Blessée de ces consolations, madame Desfayes répondit avec aigreur, et elles se séparèrent assez fâchées. Elles cessèrent de se voir pendant quelque temps, et Claire, à cause de Camille, voulut s’en applaudir ; mais elle en souffrit et ne douta pas qu’il n’en dût souffrir lui-même. Ne se montrait-elle pas ingrate envers lui ? Il lui avait témoigné tant de sympathie, un dévouement si sincère ! Mais elle sentait bien qu’elle devait le craindre, parce que c’était sa compassion à lui qui la touchait le plus. Sa sœur Anna lui était aussi bien dévouée, et Claire cependant lui savait moins de gré de son affection, en ressentait moins de douceur et y trouvait moins d’attrait.

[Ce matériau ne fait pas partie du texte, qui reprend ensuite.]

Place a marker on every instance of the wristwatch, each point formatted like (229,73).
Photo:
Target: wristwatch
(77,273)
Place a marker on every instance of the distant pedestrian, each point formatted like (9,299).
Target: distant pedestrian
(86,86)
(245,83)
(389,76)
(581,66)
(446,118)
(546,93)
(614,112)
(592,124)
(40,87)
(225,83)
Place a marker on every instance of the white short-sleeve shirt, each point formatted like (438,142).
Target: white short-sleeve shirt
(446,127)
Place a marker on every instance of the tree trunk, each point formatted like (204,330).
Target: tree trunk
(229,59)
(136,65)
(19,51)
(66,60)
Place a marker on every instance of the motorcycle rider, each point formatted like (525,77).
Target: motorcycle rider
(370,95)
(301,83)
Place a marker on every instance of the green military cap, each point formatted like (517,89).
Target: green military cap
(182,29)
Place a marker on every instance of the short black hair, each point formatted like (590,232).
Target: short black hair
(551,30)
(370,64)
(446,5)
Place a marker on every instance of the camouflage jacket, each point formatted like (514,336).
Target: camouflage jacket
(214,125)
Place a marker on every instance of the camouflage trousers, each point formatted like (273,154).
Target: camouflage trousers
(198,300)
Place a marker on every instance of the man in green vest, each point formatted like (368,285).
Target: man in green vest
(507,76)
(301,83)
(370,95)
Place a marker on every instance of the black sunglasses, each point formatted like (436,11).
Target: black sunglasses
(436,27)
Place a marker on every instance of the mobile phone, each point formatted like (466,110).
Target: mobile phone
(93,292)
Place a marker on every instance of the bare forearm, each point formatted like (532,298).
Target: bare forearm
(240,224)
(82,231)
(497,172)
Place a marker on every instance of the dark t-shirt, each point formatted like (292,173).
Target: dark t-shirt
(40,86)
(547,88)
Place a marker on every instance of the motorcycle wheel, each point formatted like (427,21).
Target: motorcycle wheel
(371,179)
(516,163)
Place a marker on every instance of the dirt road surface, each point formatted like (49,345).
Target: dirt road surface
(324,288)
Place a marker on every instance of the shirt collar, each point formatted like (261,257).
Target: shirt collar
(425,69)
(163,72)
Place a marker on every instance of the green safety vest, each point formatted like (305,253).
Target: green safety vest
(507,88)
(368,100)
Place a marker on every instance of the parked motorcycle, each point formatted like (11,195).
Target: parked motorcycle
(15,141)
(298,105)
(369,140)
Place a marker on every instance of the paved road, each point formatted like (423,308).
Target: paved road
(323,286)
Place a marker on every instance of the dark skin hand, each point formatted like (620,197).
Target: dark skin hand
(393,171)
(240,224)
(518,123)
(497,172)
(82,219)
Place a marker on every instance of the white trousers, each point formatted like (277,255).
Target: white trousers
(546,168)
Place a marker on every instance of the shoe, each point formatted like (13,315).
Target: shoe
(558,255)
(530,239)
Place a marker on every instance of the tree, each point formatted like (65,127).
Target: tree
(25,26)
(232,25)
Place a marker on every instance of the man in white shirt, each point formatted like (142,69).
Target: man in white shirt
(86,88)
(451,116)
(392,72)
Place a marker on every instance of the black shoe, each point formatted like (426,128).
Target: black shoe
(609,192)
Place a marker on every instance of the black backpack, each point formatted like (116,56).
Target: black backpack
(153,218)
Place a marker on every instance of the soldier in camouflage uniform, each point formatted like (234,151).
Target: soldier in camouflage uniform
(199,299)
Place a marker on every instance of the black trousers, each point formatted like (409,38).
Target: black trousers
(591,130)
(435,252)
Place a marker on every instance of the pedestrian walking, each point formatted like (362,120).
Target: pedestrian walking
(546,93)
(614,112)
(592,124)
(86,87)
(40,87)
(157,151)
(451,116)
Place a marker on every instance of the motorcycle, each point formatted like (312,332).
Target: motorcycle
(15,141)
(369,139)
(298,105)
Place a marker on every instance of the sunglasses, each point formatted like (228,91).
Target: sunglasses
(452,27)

Ce qui donne à l’amour sur le cœur et l’imagination un si grand empire, c’est qu’il offre un champ aussi vaste que la vie même, l’union complète et la perspective de l’infini dans le sentiment. L’amour maternel seul a des élans aussi puissants ; mais il n’a pas les joies nécessaires de la réciprocité ; aussi, d’après les lois mêmes de la nature, n’est-il que le prolongement et la conséquence de l’autre amour, qu’il ne peut remplacer dans l’âme humaine, créée pour les contenir ensemble. La belle et sainte amitié, quelque profonde qu’elle soit, n’a qu’un espace circonscrit par d’autres affections et d’autres intérêts. Elle est nécessairement limitée, et toute amitié qui ne l’est point est de l’amour. On ne dit pas l’amitié maternelle.

Le vide que laissait au cœur de Claire l’abandon de son mari, un autre amour le remplissait malgré elle, comme l’air un vase qu’on vient d’ouvrir. À vingt-trois ans, une honnête femme peut bien se résigner à ne pas être heureuse, mais il n’est guère en son pouvoir de ne plus aimer.